To keep things simple, we won't require a new password for the new user's first sign-in.
As for permissions, let's attach policies directly and look for "AmazonSageMakerFullAccess":
Navigate through the remainder of user creation. Once AWS takes you back to your list of all IAM Users, select the IAM User you just created. Navigate to the security credentials tab:
Scroll down a bit to create access keys. When prompted for a use case, select command line interface (should be the first option).
Now, we have an access key and a secret key.
We can now authenticate our environment using these keys. Type in aws configure
, copy and paste your access keys, and select your desired region (we will use us-east-1).
Head over to your AWS console and go to IAM Roles. Click on the yellow "Create Role" button on the top right:
Select AWS service, and SageMaker when prompted. It should automatically attach the SageMaker Full Access policy. Name your role, and continue with the default settings.

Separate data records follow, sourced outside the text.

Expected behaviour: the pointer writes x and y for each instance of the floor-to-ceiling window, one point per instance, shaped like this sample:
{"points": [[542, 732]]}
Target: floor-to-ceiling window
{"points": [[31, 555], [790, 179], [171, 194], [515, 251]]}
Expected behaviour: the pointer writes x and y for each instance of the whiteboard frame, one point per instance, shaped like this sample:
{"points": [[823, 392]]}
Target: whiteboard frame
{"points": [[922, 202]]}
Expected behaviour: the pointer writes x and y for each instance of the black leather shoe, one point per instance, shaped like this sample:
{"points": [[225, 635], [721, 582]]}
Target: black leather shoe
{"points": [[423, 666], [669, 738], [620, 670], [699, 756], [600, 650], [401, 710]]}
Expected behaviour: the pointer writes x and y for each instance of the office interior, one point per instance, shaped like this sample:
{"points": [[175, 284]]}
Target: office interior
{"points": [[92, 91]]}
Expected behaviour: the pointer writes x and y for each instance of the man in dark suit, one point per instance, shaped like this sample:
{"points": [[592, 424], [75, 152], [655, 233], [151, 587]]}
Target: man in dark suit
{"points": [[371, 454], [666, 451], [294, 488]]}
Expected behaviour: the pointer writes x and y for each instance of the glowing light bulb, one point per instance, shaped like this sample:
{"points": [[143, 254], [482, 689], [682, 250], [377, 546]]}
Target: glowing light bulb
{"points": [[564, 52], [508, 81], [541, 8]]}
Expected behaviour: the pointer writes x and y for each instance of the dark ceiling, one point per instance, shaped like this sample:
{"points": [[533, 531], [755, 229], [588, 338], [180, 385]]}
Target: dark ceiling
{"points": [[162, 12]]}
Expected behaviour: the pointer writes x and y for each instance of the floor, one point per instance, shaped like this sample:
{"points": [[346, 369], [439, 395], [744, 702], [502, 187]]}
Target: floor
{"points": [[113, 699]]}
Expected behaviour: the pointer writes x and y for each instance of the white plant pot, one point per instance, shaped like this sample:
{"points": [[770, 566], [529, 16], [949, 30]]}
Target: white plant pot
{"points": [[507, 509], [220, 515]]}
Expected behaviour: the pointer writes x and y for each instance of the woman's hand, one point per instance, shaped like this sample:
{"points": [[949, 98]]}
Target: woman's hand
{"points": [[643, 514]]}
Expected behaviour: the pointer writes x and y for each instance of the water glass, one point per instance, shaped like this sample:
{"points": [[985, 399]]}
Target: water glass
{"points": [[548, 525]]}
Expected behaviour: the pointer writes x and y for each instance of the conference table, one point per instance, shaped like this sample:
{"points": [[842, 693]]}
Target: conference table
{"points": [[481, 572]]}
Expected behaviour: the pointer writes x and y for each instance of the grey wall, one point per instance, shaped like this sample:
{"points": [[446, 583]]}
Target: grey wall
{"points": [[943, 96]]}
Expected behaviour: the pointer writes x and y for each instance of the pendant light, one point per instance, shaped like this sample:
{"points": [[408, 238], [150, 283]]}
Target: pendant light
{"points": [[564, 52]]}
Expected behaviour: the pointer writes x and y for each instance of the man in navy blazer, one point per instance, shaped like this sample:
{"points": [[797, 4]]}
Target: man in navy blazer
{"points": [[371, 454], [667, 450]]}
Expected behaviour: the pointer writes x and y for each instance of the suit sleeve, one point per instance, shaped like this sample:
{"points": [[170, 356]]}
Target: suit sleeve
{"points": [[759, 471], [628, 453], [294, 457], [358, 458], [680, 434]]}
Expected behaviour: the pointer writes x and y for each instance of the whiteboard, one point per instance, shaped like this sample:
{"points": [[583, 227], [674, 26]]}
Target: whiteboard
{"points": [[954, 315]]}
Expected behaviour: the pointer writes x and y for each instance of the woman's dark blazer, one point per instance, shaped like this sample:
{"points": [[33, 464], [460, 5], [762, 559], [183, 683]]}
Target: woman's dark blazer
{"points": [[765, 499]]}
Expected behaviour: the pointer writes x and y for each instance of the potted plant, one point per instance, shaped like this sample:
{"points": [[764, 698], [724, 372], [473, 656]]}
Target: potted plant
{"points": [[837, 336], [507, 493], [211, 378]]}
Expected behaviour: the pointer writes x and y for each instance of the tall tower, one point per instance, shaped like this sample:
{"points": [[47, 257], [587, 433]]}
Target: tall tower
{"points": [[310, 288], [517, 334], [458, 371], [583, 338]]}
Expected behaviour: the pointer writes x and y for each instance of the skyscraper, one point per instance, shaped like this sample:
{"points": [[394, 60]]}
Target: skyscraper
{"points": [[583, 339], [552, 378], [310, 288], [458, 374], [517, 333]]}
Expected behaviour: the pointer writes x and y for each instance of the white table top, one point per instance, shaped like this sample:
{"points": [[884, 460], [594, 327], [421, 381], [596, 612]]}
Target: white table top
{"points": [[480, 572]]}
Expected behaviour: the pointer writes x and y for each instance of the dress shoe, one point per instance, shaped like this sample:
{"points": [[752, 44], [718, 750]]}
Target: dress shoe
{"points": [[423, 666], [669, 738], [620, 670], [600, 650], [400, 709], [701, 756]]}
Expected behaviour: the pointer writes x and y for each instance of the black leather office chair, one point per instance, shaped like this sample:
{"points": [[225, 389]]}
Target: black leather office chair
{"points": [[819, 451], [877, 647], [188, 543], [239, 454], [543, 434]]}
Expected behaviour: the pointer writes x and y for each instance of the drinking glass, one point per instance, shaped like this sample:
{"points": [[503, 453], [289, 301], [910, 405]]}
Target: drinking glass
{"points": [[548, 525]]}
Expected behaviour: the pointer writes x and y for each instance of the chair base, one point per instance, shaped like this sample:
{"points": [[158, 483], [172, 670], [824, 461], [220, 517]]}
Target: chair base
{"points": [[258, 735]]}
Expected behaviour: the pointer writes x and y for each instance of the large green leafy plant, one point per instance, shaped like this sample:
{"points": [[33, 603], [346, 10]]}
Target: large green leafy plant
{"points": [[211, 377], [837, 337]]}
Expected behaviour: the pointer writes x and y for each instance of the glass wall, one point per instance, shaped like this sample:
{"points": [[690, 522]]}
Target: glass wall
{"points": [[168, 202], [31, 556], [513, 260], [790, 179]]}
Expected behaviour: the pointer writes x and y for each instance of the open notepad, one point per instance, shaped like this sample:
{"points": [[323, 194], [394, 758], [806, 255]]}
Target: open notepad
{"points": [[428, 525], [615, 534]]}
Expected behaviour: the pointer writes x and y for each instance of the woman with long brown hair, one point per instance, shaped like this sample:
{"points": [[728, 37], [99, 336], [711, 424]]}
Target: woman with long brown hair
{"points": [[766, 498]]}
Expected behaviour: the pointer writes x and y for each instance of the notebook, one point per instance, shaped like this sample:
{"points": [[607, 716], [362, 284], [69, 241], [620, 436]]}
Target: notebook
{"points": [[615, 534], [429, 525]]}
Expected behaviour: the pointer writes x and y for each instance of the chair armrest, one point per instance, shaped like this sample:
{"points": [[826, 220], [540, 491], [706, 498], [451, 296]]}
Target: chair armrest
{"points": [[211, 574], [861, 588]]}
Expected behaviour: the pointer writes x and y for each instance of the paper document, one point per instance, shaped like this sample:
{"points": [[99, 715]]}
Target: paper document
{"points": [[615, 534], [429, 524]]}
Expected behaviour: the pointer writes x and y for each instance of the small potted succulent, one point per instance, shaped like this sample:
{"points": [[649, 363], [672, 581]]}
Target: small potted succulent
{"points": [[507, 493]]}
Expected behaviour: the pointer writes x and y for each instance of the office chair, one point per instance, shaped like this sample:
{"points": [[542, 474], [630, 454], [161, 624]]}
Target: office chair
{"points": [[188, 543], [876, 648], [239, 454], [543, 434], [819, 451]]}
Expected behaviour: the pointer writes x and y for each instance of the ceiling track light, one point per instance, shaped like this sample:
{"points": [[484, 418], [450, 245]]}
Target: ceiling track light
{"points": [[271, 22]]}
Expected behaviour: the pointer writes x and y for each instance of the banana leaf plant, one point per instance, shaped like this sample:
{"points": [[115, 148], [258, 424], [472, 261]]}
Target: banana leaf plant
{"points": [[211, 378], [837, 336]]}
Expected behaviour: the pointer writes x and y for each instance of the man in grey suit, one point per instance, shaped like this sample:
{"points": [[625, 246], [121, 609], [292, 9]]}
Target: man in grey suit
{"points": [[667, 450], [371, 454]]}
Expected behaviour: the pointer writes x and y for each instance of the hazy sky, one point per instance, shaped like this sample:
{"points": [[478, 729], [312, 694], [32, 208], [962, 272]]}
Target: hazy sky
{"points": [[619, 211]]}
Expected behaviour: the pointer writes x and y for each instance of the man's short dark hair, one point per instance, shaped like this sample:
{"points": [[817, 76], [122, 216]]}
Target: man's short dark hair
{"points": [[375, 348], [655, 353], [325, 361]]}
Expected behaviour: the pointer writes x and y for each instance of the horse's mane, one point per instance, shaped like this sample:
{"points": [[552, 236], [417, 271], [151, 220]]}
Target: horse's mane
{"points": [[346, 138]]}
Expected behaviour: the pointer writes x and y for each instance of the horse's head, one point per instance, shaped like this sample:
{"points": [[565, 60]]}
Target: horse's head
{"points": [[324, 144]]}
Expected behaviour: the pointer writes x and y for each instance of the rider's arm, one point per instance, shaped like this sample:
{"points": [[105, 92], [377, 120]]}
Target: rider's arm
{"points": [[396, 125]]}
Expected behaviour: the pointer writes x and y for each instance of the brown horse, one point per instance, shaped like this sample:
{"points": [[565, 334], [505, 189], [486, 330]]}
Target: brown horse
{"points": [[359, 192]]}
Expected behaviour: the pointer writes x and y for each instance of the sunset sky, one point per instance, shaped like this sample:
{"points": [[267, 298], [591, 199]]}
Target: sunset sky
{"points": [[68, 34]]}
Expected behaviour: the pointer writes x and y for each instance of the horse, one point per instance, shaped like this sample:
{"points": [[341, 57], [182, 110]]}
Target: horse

Select the role you just made and copy your ARN. Export this to an environment variable
Choose the Hugging Face model you'd like to be hosted. For this project, we'll host our own version of DistilGPT2
I've split up this process into two files. I've made the following changes to the default py deployment file you can find on Hugging Face:
- host.py
- changed the top few lines to load in Role from environment variable
- added some print statements
- removed model querying - this notebook should only deploy the model to SageMaker
- query.py
- this takes command line input that will be passed to our model
- we're using a text generation model, so this will tell the model what to generate
I recommend using these two python files, but if you'd like to create your own you can find the boilerplate on your model's hugging face page:
On the right side of the page, look for Deploy->Amazon SageMaker From here, you can copy and paste the python code into your own file and make changes as you see fit.
Now comes the fun part. Run python host.py
This will take a few minutes - this is the step that deploys your model to SageMaker for inference.
You may need to open query.py and change endpoint_name to your model endpoint's name. To find this, go to your AWS Management Console and head over to SageMaker. On the left side, look for Inference->Endpoints, and copy the name of the endpoint you just created via the host.py script.
Then, run query.py and see your deployed text generation model in action:
As can be seen, the output is truncated due to model constraints, and it doesn't give an output we'd consider ideal given out input. This is a drawback of using a smaller model. For larger models, we'd either have to increase the instance size, or look to another inference solution altogether.
Once you're done using your model, you don't want to be billed for the idle resources. Navigate to SageMaker on the AWS Management Console and scroll down the left hand side until you find "inference". The Model, Endpoint, and Endpoint Configuration should all be deleted.
Fortunately, the python files in this project lend themselves to high reproducibility, and this solution can be spun-up again in minutes.